準實時索引搭建canal
canal 是阿里的一款中間件,source 爲 mysql,target 爲其他存儲,阿里的 canal 藉助於 mysql 主備同步的機制,僞裝成 mysql 的一個備庫,去感知 mysql 當中的 binlog 二進制信息的變化,同時同步出來一個結構化的數據交給 target 消費端進行信息模型的轉換,可以將 mysql 中變化的數據通過管道存儲到其他的存儲中。
下載解壓
下載阿里巴巴的canal
組件,下載地址canal,之後上傳到集羣節點的/opt/software
目錄中,然後將其解壓到/opt/apps
目錄下:
# 這裏我爲了方便期間,下載了以下四個內容,如果只需要使用 canal,下載 adapter 和 deployer 即可
# 解壓,解壓前需要先創建 /opt/apps/adapter-1.1.4、/opt/apps/admin-1.1.4、/opt/apps/deployer-1.1.4 和 example-1.1.4 目錄
[yangqi@yankee software]$ tar -zvxf canal.adapter-1.1.4.tar.gz -C ../apps/adapter-1.1.4
[yangqi@yankee software]$ tar -zvxf canal.adapter-1.1.4.tar.gz -C ../apps/admin-1.1.4
[yangqi@yankee software]$ tar -zvxf canal.adapter-1.1.4.tar.gz -C ../apps/deployer-1.1.4
[yangqi@yankee software]$ tar -zvxf canal.adapter-1.1.4.tar.gz -C ../apps/example-1.1.4
配置mysql
配置mysql
開啓主從:
# 因爲 mysql 默認是沒有開啓主從的,所以需要先修改 mysql 爲 master 節點
# linux 如果使用 rpm 安裝的,那麼 my.cnf 配置文件一般在 /etc/my.cnf
[yangqi@yankee software]$ sudo vi /etc/my.cnf
# 在最後加上以下內容:
=====================================================================
server-id=1
binlog_format=ROW
log_bin=mysql_bin
=====================================================================
# 配置完成之後,重啓 mysqld 服務
[yangqi@yankee software]$ sudo systemctl restart mysqld
# 查看是否配置成功
# 連接 mysql
[yangqi@yankee software]$ mysql -u root -pxiaoer
mysql> show variables like 'log_bin';
# 出現以下內容則表示已經配置好了該節點的 mysql 開啓了 bin_log
=====================================================================
+---------------+-------+
| Variable_name | Value |
+---------------+-------+
| log_bin | ON |
+---------------+-------+
1 row in set (0.07 sec)
=====================================================================
# 一般情況下不會將 root 賬戶交給主從使用,所以需要新建一個賬戶,我已經新建過了,所以就不再進行新建
# 但是需要進行授權,授予 select、replication slave 和 replication client 權限
mysql> grant select,replication slave,replication client on *.* to 'yangqi'@'%' identified by 'xiaoer';
# 出現以下內容則表示已經成功
=====================================================================
Query OK, 0 rows affected, 1 warning (0.05 sec)
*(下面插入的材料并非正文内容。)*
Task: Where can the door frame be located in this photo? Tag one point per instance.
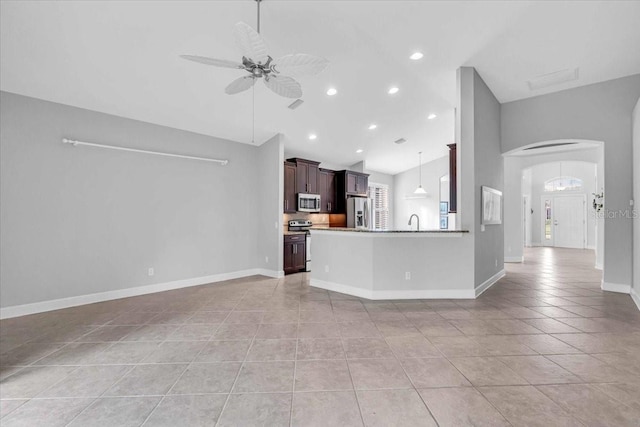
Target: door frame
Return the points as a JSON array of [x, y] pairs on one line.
[[552, 196]]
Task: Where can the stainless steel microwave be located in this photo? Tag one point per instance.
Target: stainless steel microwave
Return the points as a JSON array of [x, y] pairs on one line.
[[308, 202]]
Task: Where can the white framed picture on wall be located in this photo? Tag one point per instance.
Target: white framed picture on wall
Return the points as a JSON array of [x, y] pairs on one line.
[[491, 206]]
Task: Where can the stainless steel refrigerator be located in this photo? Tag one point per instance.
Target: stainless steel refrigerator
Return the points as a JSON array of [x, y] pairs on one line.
[[359, 214]]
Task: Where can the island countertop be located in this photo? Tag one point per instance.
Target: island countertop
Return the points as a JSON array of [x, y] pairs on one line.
[[358, 230]]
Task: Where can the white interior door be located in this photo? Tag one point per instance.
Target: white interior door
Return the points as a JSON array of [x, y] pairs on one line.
[[569, 221]]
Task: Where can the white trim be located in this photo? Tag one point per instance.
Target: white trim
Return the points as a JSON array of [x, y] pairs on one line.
[[396, 294], [489, 282], [635, 297], [615, 287], [57, 304]]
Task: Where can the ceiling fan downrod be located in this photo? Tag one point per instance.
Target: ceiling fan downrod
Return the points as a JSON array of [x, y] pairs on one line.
[[258, 1]]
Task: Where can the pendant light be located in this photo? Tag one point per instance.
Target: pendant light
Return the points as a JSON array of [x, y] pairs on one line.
[[420, 190]]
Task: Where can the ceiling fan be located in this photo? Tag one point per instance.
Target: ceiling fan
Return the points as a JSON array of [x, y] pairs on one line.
[[257, 62]]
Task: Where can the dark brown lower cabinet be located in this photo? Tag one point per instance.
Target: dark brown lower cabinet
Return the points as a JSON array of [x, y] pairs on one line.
[[295, 258]]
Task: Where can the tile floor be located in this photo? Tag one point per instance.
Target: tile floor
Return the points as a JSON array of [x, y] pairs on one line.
[[543, 347]]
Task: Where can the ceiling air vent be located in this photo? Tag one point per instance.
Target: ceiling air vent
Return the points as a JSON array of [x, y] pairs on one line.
[[553, 79], [295, 104], [556, 144]]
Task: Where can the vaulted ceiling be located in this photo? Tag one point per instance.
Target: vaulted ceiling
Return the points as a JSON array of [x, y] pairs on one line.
[[122, 58]]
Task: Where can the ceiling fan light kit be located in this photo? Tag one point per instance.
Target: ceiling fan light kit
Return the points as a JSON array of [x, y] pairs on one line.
[[257, 62]]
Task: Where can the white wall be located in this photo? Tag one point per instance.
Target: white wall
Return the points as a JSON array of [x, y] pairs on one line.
[[519, 168], [428, 208], [636, 197], [77, 221], [270, 191], [545, 171], [598, 112]]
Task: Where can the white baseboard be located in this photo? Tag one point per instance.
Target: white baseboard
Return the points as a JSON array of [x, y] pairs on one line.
[[635, 297], [57, 304], [488, 283], [393, 294], [615, 287]]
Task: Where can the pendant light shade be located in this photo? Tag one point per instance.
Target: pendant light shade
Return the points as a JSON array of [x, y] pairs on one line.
[[420, 190]]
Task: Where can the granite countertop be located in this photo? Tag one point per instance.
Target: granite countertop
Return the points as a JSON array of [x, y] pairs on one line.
[[386, 231], [287, 233]]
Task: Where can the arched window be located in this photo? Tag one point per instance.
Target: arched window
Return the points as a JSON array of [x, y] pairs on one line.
[[563, 183]]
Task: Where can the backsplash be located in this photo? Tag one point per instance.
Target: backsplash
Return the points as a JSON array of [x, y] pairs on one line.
[[318, 220]]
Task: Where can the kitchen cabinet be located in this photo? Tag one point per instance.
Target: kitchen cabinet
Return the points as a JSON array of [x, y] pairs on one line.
[[327, 190], [295, 258], [306, 175], [290, 201]]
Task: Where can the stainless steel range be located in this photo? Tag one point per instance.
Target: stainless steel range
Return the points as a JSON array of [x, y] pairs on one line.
[[303, 225]]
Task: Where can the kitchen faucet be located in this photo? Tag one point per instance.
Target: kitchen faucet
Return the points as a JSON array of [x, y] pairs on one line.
[[417, 217]]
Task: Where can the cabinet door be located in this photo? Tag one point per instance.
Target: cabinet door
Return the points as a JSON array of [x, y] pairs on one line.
[[361, 186], [302, 175], [289, 188], [312, 179]]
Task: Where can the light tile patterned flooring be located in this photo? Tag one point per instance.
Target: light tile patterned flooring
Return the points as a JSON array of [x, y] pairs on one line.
[[543, 347]]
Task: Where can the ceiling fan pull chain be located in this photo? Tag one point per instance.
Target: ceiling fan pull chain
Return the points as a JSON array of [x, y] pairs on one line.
[[258, 1]]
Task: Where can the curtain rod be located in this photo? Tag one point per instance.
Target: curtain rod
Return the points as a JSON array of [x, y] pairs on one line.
[[135, 150]]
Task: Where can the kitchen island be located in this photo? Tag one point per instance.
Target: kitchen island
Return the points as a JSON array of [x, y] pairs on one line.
[[394, 264]]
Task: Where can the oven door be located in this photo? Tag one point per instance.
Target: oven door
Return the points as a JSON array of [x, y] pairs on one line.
[[308, 202]]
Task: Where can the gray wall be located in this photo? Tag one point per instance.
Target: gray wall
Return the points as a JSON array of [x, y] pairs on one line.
[[270, 192], [599, 112], [636, 197], [427, 208], [489, 171], [83, 220]]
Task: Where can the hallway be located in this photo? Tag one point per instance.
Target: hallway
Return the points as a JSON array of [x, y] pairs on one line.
[[543, 347]]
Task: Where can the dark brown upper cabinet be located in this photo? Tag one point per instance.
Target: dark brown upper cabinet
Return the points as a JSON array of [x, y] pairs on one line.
[[306, 175], [327, 190], [290, 201]]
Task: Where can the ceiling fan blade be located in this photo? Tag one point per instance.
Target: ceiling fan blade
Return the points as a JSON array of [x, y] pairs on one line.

=====================================================================
# 還需要給 yangqi 賬戶 localhost 連接授予權限
# 但是需要進行授權,授予 select、replication slave 和 replication client 權限
mysql> grant select,replication slave,replication client on *.* to 'yangqi'@'localhost' identified by 'xiaoer';
# 出現以下內容則表示已經成功
=====================================================================
Query OK, 0 rows affected, 1 warning (0.05 sec)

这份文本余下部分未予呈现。